Building Frequency Histograms

One way to visualize the distribution of continuous variables is to divide the set of possible values into intervals and count the number of values in each interval. We can do this in pandas by setting the number of intervals (bins) explicitly:


1data.hist(bins=20)

It’s good to remember that the success of this approach does depend on how well you choose the bounds of the interval.

Another way to overcome the difficulties of creating a histogram for a continuous variable is to use a density histogram.

Building Density Histograms

A density histogram represents frequency not as the height of a column, but as its area. This area is the frequency of the continuous variable, and the height of the column is the frequency density.

If you want to estimate how many values fall in a particular interval just take two values and find the total area of the density histograms between them. The number you get will be an estimate of the number of values in that interval.

Using the same principle we can also display the frequency density for continuous variables using continuous lines, since the area under the curve between two values is proportional to the frequency of the values in a given interval.

Now that we know what is in the dataset, the next step is to find out where it is located.
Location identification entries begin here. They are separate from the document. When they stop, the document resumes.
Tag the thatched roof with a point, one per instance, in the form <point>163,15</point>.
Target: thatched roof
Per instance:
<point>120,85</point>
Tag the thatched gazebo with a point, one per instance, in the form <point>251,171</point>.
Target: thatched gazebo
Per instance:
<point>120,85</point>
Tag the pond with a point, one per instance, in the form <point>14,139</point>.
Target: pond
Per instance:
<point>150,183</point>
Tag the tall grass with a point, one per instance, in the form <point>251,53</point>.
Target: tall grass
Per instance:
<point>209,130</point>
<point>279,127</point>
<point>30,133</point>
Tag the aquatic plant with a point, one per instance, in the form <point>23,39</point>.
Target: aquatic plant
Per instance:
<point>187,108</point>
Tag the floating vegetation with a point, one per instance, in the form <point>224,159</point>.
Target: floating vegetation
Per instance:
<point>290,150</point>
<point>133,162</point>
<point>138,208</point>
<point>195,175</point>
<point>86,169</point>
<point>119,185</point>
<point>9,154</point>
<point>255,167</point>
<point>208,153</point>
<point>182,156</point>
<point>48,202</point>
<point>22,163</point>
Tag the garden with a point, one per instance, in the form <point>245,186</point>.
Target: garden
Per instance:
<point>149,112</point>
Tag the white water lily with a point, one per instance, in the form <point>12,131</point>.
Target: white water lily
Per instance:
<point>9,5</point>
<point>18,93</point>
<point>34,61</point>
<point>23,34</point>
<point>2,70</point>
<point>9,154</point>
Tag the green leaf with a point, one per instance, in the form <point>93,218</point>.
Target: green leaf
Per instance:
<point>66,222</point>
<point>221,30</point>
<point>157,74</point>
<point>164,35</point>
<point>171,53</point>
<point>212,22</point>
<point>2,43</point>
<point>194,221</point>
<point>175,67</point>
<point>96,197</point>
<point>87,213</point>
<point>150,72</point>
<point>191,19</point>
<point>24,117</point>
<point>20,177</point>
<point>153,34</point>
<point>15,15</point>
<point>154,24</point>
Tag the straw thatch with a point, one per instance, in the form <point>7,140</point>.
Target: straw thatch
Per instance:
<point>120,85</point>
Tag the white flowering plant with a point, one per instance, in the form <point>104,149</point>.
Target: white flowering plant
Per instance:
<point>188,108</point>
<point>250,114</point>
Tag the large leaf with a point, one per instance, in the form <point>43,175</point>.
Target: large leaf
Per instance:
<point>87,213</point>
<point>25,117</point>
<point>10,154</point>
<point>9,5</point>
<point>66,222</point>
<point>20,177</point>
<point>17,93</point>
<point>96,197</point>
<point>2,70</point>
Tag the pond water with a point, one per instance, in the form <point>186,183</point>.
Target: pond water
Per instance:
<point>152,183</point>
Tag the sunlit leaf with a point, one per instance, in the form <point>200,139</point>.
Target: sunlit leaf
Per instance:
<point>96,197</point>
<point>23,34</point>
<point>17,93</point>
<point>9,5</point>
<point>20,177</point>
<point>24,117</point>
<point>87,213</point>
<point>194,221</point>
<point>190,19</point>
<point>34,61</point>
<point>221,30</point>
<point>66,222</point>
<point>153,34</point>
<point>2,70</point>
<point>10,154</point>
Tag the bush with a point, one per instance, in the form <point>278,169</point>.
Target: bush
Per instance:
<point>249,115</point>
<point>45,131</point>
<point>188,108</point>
But what happens if our outliers make our data look askew?

Skewed Data

In many cases data is distributed normally and symmetrically, but some datasets can also be asymmetrical, or "skewed," in either a positive or negative direction. It’s pretty easy to recognize skew if you look at a histogram since there will be a tail to one side of the “bulk” of the data.

skewed

A data distribution with additional values on the right is said to skew to the right. This is often called positive skew. And when a dataset has additional values on the left is said to skew to the left, or to have negative skew.

Box plots also show the skew of a distribution.

We can also determine skew without plotting graphs, simply by comparing the mean and the median. Since median is not affected by outliers as much as the mean, if the mean is greater than the median for datasets it will skew to the right, and vice versa for datasets skewed to the left.